Week 7: Eva Jablonka (Evolutionary Biology, Tel Aviv)
“Epigenetic Genealogies”
What is the significance of epigenetic inheritance, the inheritance of variations that do not depend on variations in DNA sequence, for the study of evolution? Can we talk about epigenetic genealogies? I start by describing several types and mechanisms of transmission of epigenetic variations between generations, and go on to discuss some of the implications of transgenerational epigenetic inheritance for evolutionary change.
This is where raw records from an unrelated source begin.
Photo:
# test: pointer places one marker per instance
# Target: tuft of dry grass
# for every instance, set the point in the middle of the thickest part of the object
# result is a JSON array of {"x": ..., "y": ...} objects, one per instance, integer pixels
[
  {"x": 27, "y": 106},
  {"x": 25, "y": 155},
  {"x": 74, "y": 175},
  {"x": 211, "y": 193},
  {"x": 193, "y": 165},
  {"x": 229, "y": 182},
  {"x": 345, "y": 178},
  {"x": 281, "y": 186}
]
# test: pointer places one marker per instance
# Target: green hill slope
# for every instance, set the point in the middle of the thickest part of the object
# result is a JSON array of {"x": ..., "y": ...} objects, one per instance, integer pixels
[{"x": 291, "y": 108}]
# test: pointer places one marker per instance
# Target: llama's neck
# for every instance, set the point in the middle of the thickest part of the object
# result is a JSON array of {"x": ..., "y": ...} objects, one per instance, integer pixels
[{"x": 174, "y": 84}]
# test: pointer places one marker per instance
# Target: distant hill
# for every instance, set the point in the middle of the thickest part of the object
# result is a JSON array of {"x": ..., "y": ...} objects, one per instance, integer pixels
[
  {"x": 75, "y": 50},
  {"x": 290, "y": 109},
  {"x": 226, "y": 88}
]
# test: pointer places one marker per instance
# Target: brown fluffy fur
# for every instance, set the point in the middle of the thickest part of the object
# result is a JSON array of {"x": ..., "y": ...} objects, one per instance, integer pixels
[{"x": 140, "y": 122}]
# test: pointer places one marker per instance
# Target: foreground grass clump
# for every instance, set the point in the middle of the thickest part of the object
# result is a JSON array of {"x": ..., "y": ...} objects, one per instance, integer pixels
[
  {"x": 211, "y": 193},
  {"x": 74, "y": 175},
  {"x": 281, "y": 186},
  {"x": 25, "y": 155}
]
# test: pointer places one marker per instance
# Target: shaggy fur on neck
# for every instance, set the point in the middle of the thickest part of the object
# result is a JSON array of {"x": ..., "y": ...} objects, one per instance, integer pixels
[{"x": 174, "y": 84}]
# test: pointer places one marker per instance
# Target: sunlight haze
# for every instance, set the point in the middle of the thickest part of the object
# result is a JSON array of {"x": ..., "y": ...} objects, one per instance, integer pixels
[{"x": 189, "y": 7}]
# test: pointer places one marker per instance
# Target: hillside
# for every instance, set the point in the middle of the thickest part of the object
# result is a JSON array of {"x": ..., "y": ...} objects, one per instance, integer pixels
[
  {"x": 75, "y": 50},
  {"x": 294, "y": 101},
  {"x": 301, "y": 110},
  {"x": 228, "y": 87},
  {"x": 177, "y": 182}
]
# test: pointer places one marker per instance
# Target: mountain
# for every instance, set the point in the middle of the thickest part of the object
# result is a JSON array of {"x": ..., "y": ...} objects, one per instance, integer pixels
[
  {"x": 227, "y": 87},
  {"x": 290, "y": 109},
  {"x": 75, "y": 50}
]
I argue that our assumptions about how transmissible developmental variations originate, which variations become transmitted between generations and how they are transmitted, have profound implications for the way we reconstruct evolutionary history, and for the practices we choose to construct the present.
Week 8: Joshua Katz (Classics and Linguistics, Princeton)
“Language Genealogy, Linguistic Genealogy: Contents and Malcontents”
In this seminar I would like to explore, as time allows, what we know and do not know about the development of language and, especially, how the study of language in general, and language change in particular, has evolved over recent centuries and decades. Among other things, I invite the participants to consider with me the role that genealogical “reasoning” plays both in the discipline of linguistics and outside academic circles, in the popular press and imagination.